-
Install conda: https://conda.io/docs/user-guide/install/index.html#
-
Install MLflow:
pip install mlflow
Fork the code from:
https://github.com/anllogui/master_ciencia_datos_21
Get the code:
git clone https://github.com/<user>/master_ciencia_datos_21.git
There are 3 main folders:
- training: code and data needed for training
- exploitation: code to deploy de model
- mlflow_server: folder to store mlflow data
We will start with the training folder:
- model: notebook for training the model
- flaskr: service with the model embedeed
- tests: service testing
In the training folder type:
conda env create -f environment.yml
conda activate master_ciencia_datos_21
Execute Notebook
- Run Jupyter
jupyter notebook
- Go to "nb/simple_regression.ipynb".
- Execute Notebook
Review results:
- Exexute MLFlow ui:
cd nb
mlflow ui
- go to: http://127.0.0.1:5000
The service is developed in "master_ciencia_datos_21/flaskr/linreg.py".
To run the service:
Create environment:
conda deactiate
conda env create -f environment.yml
conda activate master_ciencia_datos_21_flask
Mac/Linux:
cd ..
export FLASK_APP=flaskr
export FLASK_ENV=development
pip install -e .
flask run
Windows:
cd ..
set "FLASK_APP=flaskr"
set "FLASK_ENV=development"
pip install -e .
flask run
To test the service:
curl -i -H "Content-Type: application/json" -X POST -d '{"yearsOfExperience":8}' http://localhost:5000/
Automatize Model Training and Versioning
papermill simple_regression.ipynb output.ipynb -p data_ver 1 -p model_ver 1
Install Jenkins for ubuntu: https://www.jenkins.io/doc/book/installing/linux/#debianubuntu
After installing Jenkins:
sudo service jenkins start
To access to jenkins: http://localhost:8080
Install Anaconda for all users and give permissions:
sudo addgroup anaconda
sudo chgrp -R anaconda /opt/anaconda3
sudo adduser jenkins anaconda
sudo chmod 777 -R /opt/anaconda3
#!/bin/bash
echo "---- SETING ENVS ---- "
export PATH=$PATH:/opt/anaconda3/
PYENV_HOME=$WORKSPACE/venv/
export MLFLOW_TRACKING_URI="http://127.0.0.1:5000"
cd training
echo "---- GETING PROPERTIES ----"
file="./train.properties"
if [ -f "$file" ]
then
echo "$file found."
while IFS='=' read -r key value
do
key=$(echo $key | tr '.' '_')
eval ${key}=\${value}
done < "$file"
echo "Model Version = " ${model_version}
echo "Data Version = " ${data_version}
else
echo "$file not found."
fi
echo "---- CLEANING ENVIRONMENT ----"
if [ -d $PYENV_HOME ]; then
echo "- Project exists: cleanning.."
rm -Rf $PYENV_HOME
fi
source /opt/anaconda3/etc/profile.d/conda.sh
echo "*** creating env ***"
echo $PYENV_HOME
conda env create -f environment.yml --prefix $PYENV_HOME
conda activate $PYENV_HOME
cd nb
papermill simple_regression.ipynb output.ipynb -p data_ver ${data_version} -p model_ver ${model_version}
ls -la ../../models
#push to nexus. comment if not installed
curl -v -u admin:admin -X POST 'http://localhost:8081/service/rest/v1/components?repository=maven-releases' -F "maven2.groupId=models" -F "maven2.artifactId=simple_regresion" -F "maven2.version=${data_version}.${model_version}" -F "maven2.asset1=../../models/linear_regression_model_v${model_version}.pkl" -F "maven2.asset1.extension=pkl"

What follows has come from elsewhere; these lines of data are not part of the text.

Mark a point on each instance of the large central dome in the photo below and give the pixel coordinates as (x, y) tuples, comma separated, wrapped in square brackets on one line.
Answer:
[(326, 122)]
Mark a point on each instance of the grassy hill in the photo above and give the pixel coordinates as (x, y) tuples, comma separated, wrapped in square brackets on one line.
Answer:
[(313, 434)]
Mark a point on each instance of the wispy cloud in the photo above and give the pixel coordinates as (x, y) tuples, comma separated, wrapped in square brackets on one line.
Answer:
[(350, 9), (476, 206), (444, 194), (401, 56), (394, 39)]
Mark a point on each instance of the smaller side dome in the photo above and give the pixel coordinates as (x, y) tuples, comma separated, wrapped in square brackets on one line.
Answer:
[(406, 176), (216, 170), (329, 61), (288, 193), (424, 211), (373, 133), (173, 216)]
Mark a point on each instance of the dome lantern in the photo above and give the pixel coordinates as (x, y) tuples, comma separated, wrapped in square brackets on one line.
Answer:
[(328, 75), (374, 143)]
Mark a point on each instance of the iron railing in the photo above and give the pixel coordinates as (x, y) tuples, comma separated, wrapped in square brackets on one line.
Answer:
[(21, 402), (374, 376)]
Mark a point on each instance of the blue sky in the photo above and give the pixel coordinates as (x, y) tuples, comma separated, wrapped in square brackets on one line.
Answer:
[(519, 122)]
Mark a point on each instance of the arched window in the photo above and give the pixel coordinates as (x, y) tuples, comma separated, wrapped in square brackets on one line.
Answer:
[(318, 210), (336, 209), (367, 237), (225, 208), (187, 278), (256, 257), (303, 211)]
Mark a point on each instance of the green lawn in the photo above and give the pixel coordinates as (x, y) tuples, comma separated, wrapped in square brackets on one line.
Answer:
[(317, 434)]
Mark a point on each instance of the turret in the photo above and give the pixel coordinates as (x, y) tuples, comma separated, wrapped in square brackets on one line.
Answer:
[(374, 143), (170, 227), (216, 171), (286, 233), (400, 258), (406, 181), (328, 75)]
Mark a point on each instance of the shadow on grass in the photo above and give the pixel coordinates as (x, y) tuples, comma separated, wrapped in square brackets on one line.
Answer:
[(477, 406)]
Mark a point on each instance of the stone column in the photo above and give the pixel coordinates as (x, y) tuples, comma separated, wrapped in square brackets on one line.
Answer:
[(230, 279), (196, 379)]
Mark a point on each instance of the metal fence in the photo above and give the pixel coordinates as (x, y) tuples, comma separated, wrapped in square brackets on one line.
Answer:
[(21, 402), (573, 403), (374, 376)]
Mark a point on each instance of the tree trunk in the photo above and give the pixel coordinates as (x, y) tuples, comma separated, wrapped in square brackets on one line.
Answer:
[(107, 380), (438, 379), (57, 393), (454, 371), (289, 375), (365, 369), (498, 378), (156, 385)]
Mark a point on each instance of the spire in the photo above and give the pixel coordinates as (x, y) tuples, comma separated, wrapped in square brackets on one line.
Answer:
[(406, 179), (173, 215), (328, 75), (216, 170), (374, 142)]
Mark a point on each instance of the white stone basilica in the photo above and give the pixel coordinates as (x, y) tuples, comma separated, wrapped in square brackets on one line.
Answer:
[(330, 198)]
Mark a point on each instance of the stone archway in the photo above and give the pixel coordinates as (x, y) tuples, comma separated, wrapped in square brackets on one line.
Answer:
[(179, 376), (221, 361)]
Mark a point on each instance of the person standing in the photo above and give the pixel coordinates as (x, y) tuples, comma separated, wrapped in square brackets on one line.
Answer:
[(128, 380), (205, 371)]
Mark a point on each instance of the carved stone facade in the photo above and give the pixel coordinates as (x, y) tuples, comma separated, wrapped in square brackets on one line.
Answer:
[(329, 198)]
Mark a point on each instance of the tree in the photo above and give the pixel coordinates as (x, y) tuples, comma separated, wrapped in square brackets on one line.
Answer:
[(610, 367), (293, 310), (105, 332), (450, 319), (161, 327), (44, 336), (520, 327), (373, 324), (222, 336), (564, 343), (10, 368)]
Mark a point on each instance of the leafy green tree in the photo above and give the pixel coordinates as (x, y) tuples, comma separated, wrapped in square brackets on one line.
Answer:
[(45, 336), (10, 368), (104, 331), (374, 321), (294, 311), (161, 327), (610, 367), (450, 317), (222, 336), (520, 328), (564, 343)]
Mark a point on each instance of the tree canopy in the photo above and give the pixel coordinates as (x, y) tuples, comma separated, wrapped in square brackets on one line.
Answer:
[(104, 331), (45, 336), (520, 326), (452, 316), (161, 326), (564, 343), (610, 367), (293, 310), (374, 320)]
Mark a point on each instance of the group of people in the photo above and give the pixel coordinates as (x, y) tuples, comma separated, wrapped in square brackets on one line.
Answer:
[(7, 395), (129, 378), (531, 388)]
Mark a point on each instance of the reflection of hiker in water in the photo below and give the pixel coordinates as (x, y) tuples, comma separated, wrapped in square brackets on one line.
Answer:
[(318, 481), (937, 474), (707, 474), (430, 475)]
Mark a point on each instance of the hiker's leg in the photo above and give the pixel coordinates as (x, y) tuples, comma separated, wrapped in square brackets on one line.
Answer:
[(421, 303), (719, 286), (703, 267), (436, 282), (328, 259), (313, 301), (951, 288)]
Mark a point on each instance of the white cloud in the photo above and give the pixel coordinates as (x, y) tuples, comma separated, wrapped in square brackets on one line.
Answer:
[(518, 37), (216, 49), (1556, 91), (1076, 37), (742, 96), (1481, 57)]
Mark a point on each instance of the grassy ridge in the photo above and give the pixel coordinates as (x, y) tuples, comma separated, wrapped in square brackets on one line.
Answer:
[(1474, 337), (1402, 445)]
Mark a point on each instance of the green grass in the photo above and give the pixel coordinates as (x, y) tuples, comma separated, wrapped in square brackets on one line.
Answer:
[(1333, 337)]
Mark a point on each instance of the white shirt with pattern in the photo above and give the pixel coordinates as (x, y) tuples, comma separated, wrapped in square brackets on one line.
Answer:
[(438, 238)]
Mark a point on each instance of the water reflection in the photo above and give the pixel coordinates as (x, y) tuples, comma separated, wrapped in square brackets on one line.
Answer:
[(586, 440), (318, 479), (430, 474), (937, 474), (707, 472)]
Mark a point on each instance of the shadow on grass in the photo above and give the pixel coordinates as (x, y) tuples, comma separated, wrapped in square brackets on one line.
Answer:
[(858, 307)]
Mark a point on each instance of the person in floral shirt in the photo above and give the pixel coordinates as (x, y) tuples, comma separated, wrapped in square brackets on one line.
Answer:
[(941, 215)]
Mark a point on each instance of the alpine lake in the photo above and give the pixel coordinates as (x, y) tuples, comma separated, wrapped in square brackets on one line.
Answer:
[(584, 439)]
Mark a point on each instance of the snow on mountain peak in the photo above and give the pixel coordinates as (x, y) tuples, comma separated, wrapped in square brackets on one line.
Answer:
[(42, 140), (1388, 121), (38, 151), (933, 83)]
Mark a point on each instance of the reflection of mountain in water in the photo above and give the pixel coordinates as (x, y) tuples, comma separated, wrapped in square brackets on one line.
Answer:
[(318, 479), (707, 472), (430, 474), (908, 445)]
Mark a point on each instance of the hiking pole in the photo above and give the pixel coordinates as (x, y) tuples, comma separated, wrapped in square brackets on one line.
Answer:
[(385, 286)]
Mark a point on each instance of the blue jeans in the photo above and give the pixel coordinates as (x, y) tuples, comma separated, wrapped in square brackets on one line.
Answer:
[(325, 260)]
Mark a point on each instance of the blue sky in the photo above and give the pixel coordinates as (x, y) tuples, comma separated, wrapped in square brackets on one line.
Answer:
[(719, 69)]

(This step is optional) Install Nexus for Ubuntu: https://medium.com/@everton.araujo1985/install-sonatype-nexus-3-on-ubuntu-20-04-lts-562f8ba20b98
Create Mlflow Project: mkdir mlflow_server conda create -n mlflow_server python=3 conda activate mlflow_server pip install mlflow
mlflow server --backend-store-uri sqlite:///mydb.sqlite --default-artifact-root /Users/anllogui/dev/mlflow_server/artifacts
#!/bin/bash
echo "---- SETING ENVS ---- "
export PATH=$PATH:/home/anllogui/anaconda3/bin
PYENV_HOME=$WORKSPACE/venv/
export MLFLOW_TRACKING_URI="http://127.0.0.1:5000"
cd training
echo "---- GETING PROPERTIES ----"
file="./train.properties"
if [ -f "$file" ]
then
echo "$file found."
while IFS='=' read -r key value
do
key=$(echo $key | tr '.' '_')
eval ${key}=\${value}
done < "$file"
echo "Model Version = " ${model_version}
echo "Data Version = " ${data_version}
else
echo "$file not found."
fi
echo "---- CLEANING ENVIRONMENT ----"
if [ -d $PYENV_HOME ]; then
echo "- Project exists: cleanning.."
rm -Rf $PYENV_HOME
fi
source /home/anllogui/anaconda3/etc/profile.d/conda.sh
echo "*** creating env ***"
echo $PYENV_HOME
conda env create -f environment.yml --prefix $PYENV_HOME
conda activate master_ciencia_datos_21
cd nb
papermill Simple_Regression.ipynb output.ipynb -p data_ver ${data_version} -p model_ver ${model_version}
ls -la ../models
curl -v -u admin:admin -X POST 'http://localhost:8081/service/rest/v1/components?repository=maven-releases' -F "maven2.groupId=models" -F "maven2.artifactId=simple_regresion" -F "maven2.version=${data_version}.${model_version}" -F "maven2.asset1=../models/linear_regression_model_v${model_version}.pkl" -F "maven2.asset1.extension=pkl"
- Build and run training:
cd training
docker build -t training .; docker run --name=training -v ~/../output:/output --rm --network host training
- Build and run execution:
cd exploitation
docker build -t model-exploitation .; docker run -p 127.0.0.1:5000:5000 model-exploitation
mlflow server:
docker-compose run --service-ports mlflow_server
training:
docker-compose run --service-ports training
all:
docker-compose up --build
- Delete old images:
docker system prune -a
- Connect to a container:
docker exec -it <container name> /bin/bash